The power of music

As many of you will know, and readers of this blog certainly will I am very proud alongside my regular touring and recording to do some work for the charity Live Music Now. The scheme enriches the lives of people through live music in care homes, hospices, hospitals, special needs schools, homeless shelters and even prisons. It has been some of the most rewarding work I have ever done for a few years now, but one particular residency has changed my life forever.

Recently, my partner in crime Nic Zuppardi (outstanding mandolinist) and I were asked to play a series of eight concerts at a care home in Surbiton for elderly people with dementia. We have always enjoyed our live music now work but I guess we were quite nervous about this one thinking about how to make the residency work. The first concert was really a session of sussing out the audience and what they enjoyed.

They were very receptive to our own material and nearly all seemed generally enthusiastic about us being there but there was a definite increase in reaction, understandably, when they knew the material already.

There were quite a few requests in the first couple of concerts, some of which we didn’t know. So we went away and learned those songs and they became real favourites in the concerts. On a purely personal note, I had an absolute wail of a time playing some old jazz stuff which I’d always wanted to do but never really had the reason to since leaving the university jazz orchestra six years ago! Fly Me To The Moon, Beyond The Sea, Autumn Leaves, St Louis Blues and Let’s Call The Whole Thing Off are songs that were a genuine joy to play and I’ve even played a couple of them at some solo gigs now.

It struck me throughout the whole residency how powerful music really is. Many of the residents were incoherent, didn’t know where they were sometimes, couldn’t hold much of a conversation and, painfully, some struggled to recognise their own family when they were present. But sing a song they knew and they sang it word perfect from start to finish. One lady particularly seemed to know the words to just about any song ever written and it became a lovely running joke/truth that she knew all the words when I didn’t!

As the residency happened, I came to realise that it went beyond the fact that the residents could remember song lyrics more than many other things. It gave them so much on an emotional level. I’m particularly thinking of Marjory, a generally quiet lady who struggled to know quite what was going on and seemed quite nervous. But when she sang, with a voice that was still utterly beautiful, she became a different person. Certain songs triggered it for her, particuarly When Irish Eyes Are Smiling which was not a song I was ever overly fond of but it was requested by one of the other residents so we learned it and I am so glad we did. The moment the song started Marjory would not only sing but a huge smile would come over her face and her arms would uncontrollably move with her singing. I find it so hard to describe watching Marjory in full flow – it was breathtaking and clearly gave her immense satisfaction and purpose.

The residency never stopped surprising me either. Certain residents who had seemed disinterested or unaware would suddenly show how much the music and the frequency of our visits had meant to them. One resident seemed very passive and then one week she couldn’t stop dancing in flamboyant fashion! Another appeared to be asleep most of the time yet Nic went up to talk to her and she asked him how Norwich was (where he lives) and how much she enjoys his mandolin playing! And most unexpectedly of all, a resident who seemed to really really not like us being there told us at the last session she always looked forward to us coming and would miss us. Extraordinary!

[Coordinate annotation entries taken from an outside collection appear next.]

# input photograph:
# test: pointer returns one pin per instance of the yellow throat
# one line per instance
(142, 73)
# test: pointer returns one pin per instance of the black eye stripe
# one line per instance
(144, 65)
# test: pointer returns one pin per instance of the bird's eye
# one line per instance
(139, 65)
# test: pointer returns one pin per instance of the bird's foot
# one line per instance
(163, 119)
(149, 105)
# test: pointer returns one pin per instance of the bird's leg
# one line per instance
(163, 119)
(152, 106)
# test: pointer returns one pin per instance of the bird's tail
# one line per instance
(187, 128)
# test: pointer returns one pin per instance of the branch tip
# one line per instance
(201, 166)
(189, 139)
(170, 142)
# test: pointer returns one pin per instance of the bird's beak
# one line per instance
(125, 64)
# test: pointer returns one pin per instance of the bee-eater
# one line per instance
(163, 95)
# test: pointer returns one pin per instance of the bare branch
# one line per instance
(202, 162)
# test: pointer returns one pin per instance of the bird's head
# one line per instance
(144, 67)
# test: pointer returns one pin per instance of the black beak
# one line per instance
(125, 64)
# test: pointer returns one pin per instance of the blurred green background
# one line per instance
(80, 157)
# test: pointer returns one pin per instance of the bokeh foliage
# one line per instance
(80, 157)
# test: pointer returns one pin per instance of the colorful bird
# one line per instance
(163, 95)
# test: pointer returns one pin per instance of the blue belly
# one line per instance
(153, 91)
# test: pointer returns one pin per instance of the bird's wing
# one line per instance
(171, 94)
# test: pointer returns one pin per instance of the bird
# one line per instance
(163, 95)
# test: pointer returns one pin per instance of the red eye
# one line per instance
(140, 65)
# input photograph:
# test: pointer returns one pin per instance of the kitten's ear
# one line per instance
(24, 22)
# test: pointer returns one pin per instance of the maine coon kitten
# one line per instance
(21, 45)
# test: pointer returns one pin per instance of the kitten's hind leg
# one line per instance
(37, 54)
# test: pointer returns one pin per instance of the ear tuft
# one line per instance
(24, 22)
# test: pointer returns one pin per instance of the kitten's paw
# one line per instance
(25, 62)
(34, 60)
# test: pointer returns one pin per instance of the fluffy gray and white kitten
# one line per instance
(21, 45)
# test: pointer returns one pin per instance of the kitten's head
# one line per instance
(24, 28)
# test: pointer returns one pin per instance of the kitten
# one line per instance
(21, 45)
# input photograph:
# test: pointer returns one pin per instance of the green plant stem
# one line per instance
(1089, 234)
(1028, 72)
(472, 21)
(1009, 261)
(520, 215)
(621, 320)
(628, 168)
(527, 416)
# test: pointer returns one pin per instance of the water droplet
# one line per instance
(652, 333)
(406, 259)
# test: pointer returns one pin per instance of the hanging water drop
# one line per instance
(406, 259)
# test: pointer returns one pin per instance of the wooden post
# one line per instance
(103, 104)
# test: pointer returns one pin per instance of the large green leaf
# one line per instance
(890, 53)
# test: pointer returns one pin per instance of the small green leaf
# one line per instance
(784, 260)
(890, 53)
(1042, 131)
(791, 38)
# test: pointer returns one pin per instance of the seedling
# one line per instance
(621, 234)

But most moving of all was the impact on the legendary Glen Mason. Glen was a singer and actor in the 50’s and 60’s and quite a big star in his day and is one of the residents in the care home. The residency was supported in fact by the Musicians Benevolent Fund who look after Glen. He is always full of smiles and warmth but sadly he is not always overly coherent and isn’t always aware quite what’s going on. After the first week we went away and learned an old hit of his called What’s Cooking Baby (see Glen singing it in a film in 1960 here: which we played at the second concert. Glen recognised it and by repeating the same line a few times we got him to sing along and he enjoyed that though it made him very emotional afterwards and us too for that matter. We learned a couple more of his songs through the residency, the real hit being Glendora which was his biggest hit back then and his favourite. He sang along very enthusiastically with this one and as the weeks went by needed less and less prompting. He seemed so happy and joyful at singing again as it was obviously still such a big part of him as was being a showman. He loved the attention as his songs were played and enjoyed it when I stopped singing and left a verse to him which the residents also really enjoyed. At the very end of the residency, we sang Molly Malone which had also been very popular with the residents through the concerts and Glen sang his heart out. I went and sat next to him on the last chorus and sang with him and I’m not ashamed to say there was a tear in my eye.

Nic and I had such a great time and felt such affection for the residents of the care home and indeed for the staff who deserve a special mention for being lovely and welcoming. We miss them and hope to go back there in the new year in some way. We made the residents very happy with our concerts. It also gave them a really exciting thing to look forward to every week and for many the benefits went beyond that. Glen, Marjory and others were able to express themselves again and to grow in confidence and stability. Not only did Glen sing again, but his conversation with us and apparently with staff when we weren’t there noticeably seemed easier for him once we started doing our concerts at the home. Nic and I really changed some lives during the residency and I hope the residents know on some level that they changed ours too.